3. E eis que a televisão... se digitaliza
Para além desta oportunidade de ouro de mexer na configuração das redes, que é a OPA lançada sobre as acções da Portugal Telecom, uma outra espreita já à esquina: a televisão digital terrestre. Não há outra opção senão avançar no sentido da digitalização e alerte-se para o acto de neste campo Portugal estar já muito atrasado.
Todavia esse atraso pode ser utilizado como uma vantagem. É que é hoje evidente que os países que avançaram para a partilha de redes libertaram mais dinheiro para que a cobertura do território fosse mais rápida mas também que os serviços prestados fossem mais evoluídos e com custos menores para o consumidor final.

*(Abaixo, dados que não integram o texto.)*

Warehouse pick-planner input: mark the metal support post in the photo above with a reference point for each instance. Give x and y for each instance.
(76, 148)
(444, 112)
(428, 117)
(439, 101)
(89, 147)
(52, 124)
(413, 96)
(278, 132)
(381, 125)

Pode muito bem o legislador impulsionar uma solução que permita que esta nova infra-estrutura, que terá de ser construída, seja utilizada não só pelos actuais operadores de televisão (com os actuais e futuros canais), empresas de telecomunicações, mas também estações de rádio e empresas de comércio electrónico.
Vantagens? Claras. Mais uma vez se poupa o país das imensas torres e antenas, mas sobretudo liberta-se dinheiro para criar pólos de desenvolvimento tecnológico. Isso sim seria um verdadeiro choque tecnológico. Ou como diria Nicolas Poussin, "o que vale a pena ser feito vale a pena ser bem feito".